School of Computer Science, Shaanxi Normal University, Xi'an, Shaanxi, China.
Department of Computer Science and Engineering, State University of New York at Buffalo, NY, 14260-2000, USA.
BMC Med Genomics. 2017 Dec 28;10(Suppl 5):80. doi: 10.1186/s12920-017-0314-x.
Identifying protein complexes plays an important role for understanding cellular organization and functional mechanisms. As plenty of evidences have indicated that dense sub-networks in dynamic protein-protein interaction network (DPIN) usually correspond to protein complexes, identifying protein complexes is formulated as density-based clustering.
In this paper, a new approach named iOPTICS-GSO is developed, which is the improved Ordering Points to Identify the Clustering Structure (OPTICS) algorithm with Glowworm swarm optimization algorithm (GSO) to optimize the parameters in OPTICS when finding dense sub-networks. In our iOPTICS-GSO, the concept of core node is redefined and the Euclidean distance in OPTICS is replaced with the improved similarity between the nodes in the PPI network according to their interaction strength, and dense sub-networks are considered as protein complexes.

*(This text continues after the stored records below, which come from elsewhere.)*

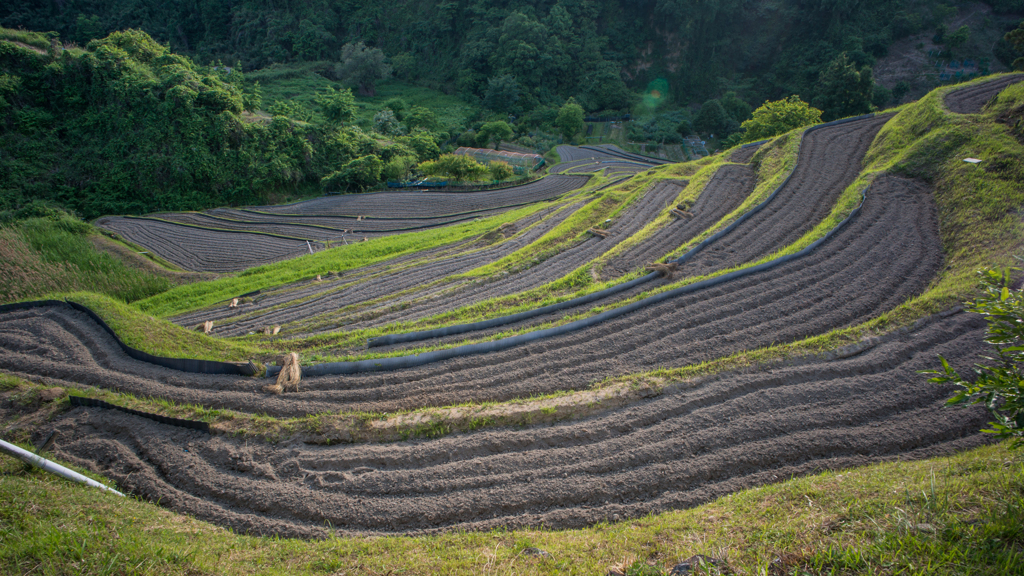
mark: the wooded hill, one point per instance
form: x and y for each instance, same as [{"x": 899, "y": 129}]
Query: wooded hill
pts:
[{"x": 599, "y": 51}]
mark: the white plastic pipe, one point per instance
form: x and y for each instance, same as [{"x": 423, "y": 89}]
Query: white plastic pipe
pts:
[{"x": 51, "y": 467}]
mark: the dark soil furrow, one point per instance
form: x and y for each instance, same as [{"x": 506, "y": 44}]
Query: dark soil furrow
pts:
[
  {"x": 677, "y": 450},
  {"x": 206, "y": 250},
  {"x": 629, "y": 222},
  {"x": 828, "y": 161},
  {"x": 727, "y": 190},
  {"x": 879, "y": 259},
  {"x": 972, "y": 98},
  {"x": 388, "y": 282},
  {"x": 430, "y": 204}
]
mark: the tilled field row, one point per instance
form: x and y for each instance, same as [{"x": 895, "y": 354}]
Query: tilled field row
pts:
[
  {"x": 327, "y": 297},
  {"x": 430, "y": 204},
  {"x": 678, "y": 450},
  {"x": 206, "y": 250},
  {"x": 972, "y": 98},
  {"x": 723, "y": 194},
  {"x": 639, "y": 214},
  {"x": 827, "y": 162},
  {"x": 885, "y": 255}
]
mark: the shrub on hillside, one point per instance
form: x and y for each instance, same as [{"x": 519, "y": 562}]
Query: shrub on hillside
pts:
[{"x": 999, "y": 384}]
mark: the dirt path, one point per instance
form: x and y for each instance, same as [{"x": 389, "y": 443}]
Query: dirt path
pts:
[
  {"x": 674, "y": 451},
  {"x": 972, "y": 98}
]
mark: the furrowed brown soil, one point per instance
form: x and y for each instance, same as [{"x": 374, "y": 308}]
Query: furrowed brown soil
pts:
[
  {"x": 324, "y": 299},
  {"x": 972, "y": 98},
  {"x": 218, "y": 241},
  {"x": 677, "y": 450},
  {"x": 727, "y": 190},
  {"x": 887, "y": 254},
  {"x": 637, "y": 215},
  {"x": 829, "y": 160},
  {"x": 205, "y": 250}
]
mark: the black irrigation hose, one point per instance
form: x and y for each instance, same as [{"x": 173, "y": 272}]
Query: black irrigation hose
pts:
[
  {"x": 513, "y": 318},
  {"x": 629, "y": 156},
  {"x": 94, "y": 403},
  {"x": 395, "y": 363},
  {"x": 182, "y": 364}
]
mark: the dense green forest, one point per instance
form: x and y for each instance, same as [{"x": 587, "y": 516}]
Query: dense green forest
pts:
[
  {"x": 127, "y": 126},
  {"x": 535, "y": 51}
]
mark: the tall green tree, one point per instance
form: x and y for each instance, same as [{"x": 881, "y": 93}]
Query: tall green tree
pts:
[
  {"x": 337, "y": 107},
  {"x": 569, "y": 120},
  {"x": 774, "y": 118},
  {"x": 843, "y": 90},
  {"x": 363, "y": 66}
]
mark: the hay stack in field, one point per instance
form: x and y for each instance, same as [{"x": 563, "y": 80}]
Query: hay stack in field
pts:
[
  {"x": 663, "y": 269},
  {"x": 288, "y": 378}
]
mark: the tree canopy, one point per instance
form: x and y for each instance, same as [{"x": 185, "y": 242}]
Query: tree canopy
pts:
[{"x": 777, "y": 117}]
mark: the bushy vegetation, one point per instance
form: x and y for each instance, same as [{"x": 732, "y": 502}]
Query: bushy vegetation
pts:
[
  {"x": 997, "y": 383},
  {"x": 126, "y": 126}
]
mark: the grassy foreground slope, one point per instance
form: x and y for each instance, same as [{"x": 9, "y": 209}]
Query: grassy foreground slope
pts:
[{"x": 962, "y": 515}]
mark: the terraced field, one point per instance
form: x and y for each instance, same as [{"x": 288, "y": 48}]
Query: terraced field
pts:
[{"x": 685, "y": 443}]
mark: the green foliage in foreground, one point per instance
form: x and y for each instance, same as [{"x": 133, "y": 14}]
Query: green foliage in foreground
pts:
[
  {"x": 43, "y": 255},
  {"x": 958, "y": 515},
  {"x": 998, "y": 385},
  {"x": 774, "y": 118}
]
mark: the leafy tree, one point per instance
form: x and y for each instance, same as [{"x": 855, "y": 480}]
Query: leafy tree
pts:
[
  {"x": 1017, "y": 38},
  {"x": 363, "y": 66},
  {"x": 420, "y": 117},
  {"x": 423, "y": 144},
  {"x": 843, "y": 90},
  {"x": 385, "y": 123},
  {"x": 958, "y": 38},
  {"x": 503, "y": 93},
  {"x": 500, "y": 170},
  {"x": 735, "y": 107},
  {"x": 777, "y": 117},
  {"x": 398, "y": 168},
  {"x": 455, "y": 166},
  {"x": 397, "y": 106},
  {"x": 493, "y": 131},
  {"x": 569, "y": 120},
  {"x": 357, "y": 174},
  {"x": 338, "y": 107},
  {"x": 291, "y": 109},
  {"x": 900, "y": 90},
  {"x": 998, "y": 385}
]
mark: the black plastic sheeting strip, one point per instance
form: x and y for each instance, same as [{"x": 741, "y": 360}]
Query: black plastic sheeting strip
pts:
[
  {"x": 93, "y": 403},
  {"x": 182, "y": 364},
  {"x": 629, "y": 156},
  {"x": 526, "y": 315},
  {"x": 396, "y": 363},
  {"x": 262, "y": 213}
]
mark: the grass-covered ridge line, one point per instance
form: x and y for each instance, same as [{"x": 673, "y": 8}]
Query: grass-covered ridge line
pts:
[{"x": 858, "y": 521}]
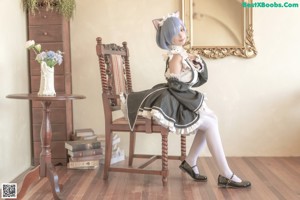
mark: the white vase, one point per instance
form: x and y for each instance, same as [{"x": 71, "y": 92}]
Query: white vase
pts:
[{"x": 47, "y": 80}]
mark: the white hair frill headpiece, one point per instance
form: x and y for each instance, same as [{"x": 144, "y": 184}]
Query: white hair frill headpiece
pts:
[{"x": 159, "y": 22}]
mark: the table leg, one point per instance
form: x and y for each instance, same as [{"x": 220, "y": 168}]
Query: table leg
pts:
[
  {"x": 29, "y": 178},
  {"x": 46, "y": 167}
]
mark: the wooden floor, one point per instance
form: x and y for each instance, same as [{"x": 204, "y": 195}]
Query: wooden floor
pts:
[{"x": 272, "y": 178}]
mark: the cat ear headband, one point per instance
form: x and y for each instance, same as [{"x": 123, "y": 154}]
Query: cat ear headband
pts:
[{"x": 159, "y": 22}]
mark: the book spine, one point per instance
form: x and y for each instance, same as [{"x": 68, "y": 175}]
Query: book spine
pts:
[
  {"x": 85, "y": 153},
  {"x": 79, "y": 164},
  {"x": 86, "y": 158},
  {"x": 83, "y": 146}
]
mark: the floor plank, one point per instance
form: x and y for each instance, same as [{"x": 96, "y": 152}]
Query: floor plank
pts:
[{"x": 271, "y": 177}]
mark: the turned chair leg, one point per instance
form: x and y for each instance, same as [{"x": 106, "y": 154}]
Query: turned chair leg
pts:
[
  {"x": 183, "y": 147},
  {"x": 108, "y": 152},
  {"x": 131, "y": 148}
]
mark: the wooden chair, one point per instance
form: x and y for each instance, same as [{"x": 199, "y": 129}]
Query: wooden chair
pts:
[{"x": 116, "y": 78}]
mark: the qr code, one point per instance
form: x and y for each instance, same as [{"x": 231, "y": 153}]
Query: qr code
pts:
[{"x": 9, "y": 190}]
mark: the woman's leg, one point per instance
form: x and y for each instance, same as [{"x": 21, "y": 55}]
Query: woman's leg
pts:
[{"x": 209, "y": 130}]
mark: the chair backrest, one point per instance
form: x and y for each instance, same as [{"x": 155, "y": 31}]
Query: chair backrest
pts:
[{"x": 115, "y": 71}]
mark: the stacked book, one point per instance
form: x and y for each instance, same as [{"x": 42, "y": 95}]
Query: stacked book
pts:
[
  {"x": 85, "y": 151},
  {"x": 118, "y": 154}
]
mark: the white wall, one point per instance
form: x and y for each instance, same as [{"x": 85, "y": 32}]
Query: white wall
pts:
[
  {"x": 14, "y": 114},
  {"x": 256, "y": 100}
]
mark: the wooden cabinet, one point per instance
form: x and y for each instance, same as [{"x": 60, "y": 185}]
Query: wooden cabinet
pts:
[{"x": 52, "y": 31}]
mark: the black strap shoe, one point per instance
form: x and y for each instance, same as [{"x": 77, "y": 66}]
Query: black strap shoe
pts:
[
  {"x": 185, "y": 167},
  {"x": 225, "y": 182}
]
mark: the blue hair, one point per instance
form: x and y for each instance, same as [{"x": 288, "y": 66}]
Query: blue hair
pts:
[{"x": 167, "y": 31}]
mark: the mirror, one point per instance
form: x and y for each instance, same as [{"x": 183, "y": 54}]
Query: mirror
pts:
[{"x": 219, "y": 28}]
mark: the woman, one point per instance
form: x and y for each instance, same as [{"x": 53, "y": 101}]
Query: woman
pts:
[{"x": 178, "y": 107}]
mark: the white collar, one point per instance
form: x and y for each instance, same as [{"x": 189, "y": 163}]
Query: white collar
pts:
[{"x": 177, "y": 50}]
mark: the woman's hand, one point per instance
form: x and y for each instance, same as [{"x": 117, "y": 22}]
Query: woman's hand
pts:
[{"x": 192, "y": 57}]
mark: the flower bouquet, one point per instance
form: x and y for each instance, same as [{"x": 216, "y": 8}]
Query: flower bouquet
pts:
[{"x": 47, "y": 60}]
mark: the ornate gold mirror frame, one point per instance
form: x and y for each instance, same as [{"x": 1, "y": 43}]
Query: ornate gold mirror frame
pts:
[{"x": 224, "y": 26}]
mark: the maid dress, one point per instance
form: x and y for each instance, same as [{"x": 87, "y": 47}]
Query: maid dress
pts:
[{"x": 174, "y": 104}]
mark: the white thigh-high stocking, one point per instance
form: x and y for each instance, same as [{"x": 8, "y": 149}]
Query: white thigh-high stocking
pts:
[
  {"x": 209, "y": 130},
  {"x": 197, "y": 146}
]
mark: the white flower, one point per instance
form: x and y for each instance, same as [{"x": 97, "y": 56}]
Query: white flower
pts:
[
  {"x": 38, "y": 47},
  {"x": 29, "y": 44},
  {"x": 51, "y": 58}
]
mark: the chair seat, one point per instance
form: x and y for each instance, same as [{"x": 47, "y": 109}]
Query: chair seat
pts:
[{"x": 142, "y": 124}]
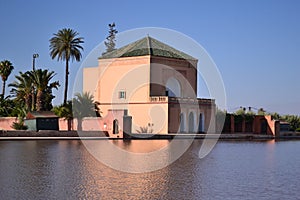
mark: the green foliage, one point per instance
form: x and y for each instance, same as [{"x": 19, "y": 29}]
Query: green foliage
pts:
[
  {"x": 64, "y": 111},
  {"x": 66, "y": 46},
  {"x": 6, "y": 106},
  {"x": 6, "y": 68},
  {"x": 275, "y": 116},
  {"x": 294, "y": 121},
  {"x": 110, "y": 42},
  {"x": 22, "y": 90},
  {"x": 21, "y": 112},
  {"x": 19, "y": 126},
  {"x": 249, "y": 116},
  {"x": 33, "y": 89},
  {"x": 43, "y": 88},
  {"x": 241, "y": 111}
]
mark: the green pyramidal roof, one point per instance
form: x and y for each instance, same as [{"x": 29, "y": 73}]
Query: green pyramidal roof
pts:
[{"x": 147, "y": 46}]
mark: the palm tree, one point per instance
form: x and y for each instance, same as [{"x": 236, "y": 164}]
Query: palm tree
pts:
[
  {"x": 34, "y": 82},
  {"x": 66, "y": 46},
  {"x": 22, "y": 89},
  {"x": 6, "y": 68},
  {"x": 41, "y": 80},
  {"x": 84, "y": 106},
  {"x": 65, "y": 111}
]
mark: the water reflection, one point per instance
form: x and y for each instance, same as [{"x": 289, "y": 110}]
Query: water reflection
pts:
[{"x": 66, "y": 170}]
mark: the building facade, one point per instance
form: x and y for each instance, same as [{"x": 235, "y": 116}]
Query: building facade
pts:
[{"x": 155, "y": 83}]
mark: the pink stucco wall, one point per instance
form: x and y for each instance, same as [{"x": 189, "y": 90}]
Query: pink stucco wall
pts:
[{"x": 7, "y": 122}]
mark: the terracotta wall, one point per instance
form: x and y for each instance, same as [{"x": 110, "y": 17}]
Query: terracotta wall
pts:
[
  {"x": 7, "y": 122},
  {"x": 259, "y": 123}
]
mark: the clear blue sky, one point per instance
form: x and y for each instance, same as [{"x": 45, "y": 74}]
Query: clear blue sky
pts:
[{"x": 255, "y": 44}]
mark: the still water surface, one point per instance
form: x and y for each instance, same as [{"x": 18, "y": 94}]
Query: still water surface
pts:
[{"x": 49, "y": 169}]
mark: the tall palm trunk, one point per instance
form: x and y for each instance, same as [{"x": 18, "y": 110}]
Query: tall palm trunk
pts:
[
  {"x": 66, "y": 82},
  {"x": 3, "y": 88},
  {"x": 79, "y": 124},
  {"x": 28, "y": 100},
  {"x": 39, "y": 100}
]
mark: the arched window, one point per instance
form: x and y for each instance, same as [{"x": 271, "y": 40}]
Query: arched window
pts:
[
  {"x": 173, "y": 87},
  {"x": 201, "y": 123},
  {"x": 191, "y": 123},
  {"x": 182, "y": 123}
]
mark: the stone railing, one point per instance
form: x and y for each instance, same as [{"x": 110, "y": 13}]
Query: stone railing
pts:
[
  {"x": 159, "y": 99},
  {"x": 191, "y": 100}
]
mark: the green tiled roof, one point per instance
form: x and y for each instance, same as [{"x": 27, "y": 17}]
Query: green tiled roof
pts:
[{"x": 147, "y": 46}]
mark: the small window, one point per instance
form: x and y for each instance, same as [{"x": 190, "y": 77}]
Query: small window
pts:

The experiment results have shown that our iOPTICS-GSO outperforms of algorithms such as DBSCAN, CFinder, MCODE, CMC, COACH, ClusterOne MCL and OPTICS_PSO in terms of f-measure and p-value on four DPINs, which are from the DIP, Krogan, MIPS and Gavin datasets. In addition, our predicted protein complexes have a small p-value and thus are highly likely to be true protein complexes.
The proposed iOPTICS-GSO gains optimal clustering results by adopting GSO algorithm to optimize the parameters in OPTICS, and the result on four datasets shows superior performance. What's more, the results provided clues for biologists to verify and find new protein complexes.
鉴定蛋白质复合物对于理解细胞组织和功能机制起着重要作用。由于大量证据表明动态蛋白质-蛋白质相互作用网络(DPIN)中的密集子网络通常对应于蛋白质复合物,因此蛋白质复合物的鉴定被表述为基于密度的聚类。
在本文中,提出了一种名为 iOPTICS-GSO 的新方法,它是对基于密度的聚类算法(OPTICS)的改进,使用了萤火虫群优化算法(GSO)来优化 OPTICS 中发现密集子网络时的参数。在我们的 iOPTICS-GSO 中,核心节点的概念被重新定义,并且根据节点之间的相互作用强度,用节点在 PPI 网络中的改进相似度代替 OPTICS 中的欧几里得距离,密集子网络被视为蛋白质复合物。
实验结果表明,在四个 DPIN(来自 DIP、Krogan、MIPS 和 Gavin 数据集)上,与 DBSCAN、CFinder、MCODE、CMC、COACH、ClusterOne MCL 和 OPTICS_PSO 等算法相比,我们的 iOPTICS-GSO 在 f-measure 和 p 值方面表现更好。此外,我们预测的蛋白质复合物具有较小的 p 值,因此很可能是真正的蛋白质复合物。
通过采用 GSO 算法优化 OPTICS 中的参数,所提出的 iOPTICS-GSO 获得了最优的聚类结果,并且在四个数据集上的结果显示出了优异的性能。此外,结果为生物学家提供了验证和发现新蛋白质复合物的线索。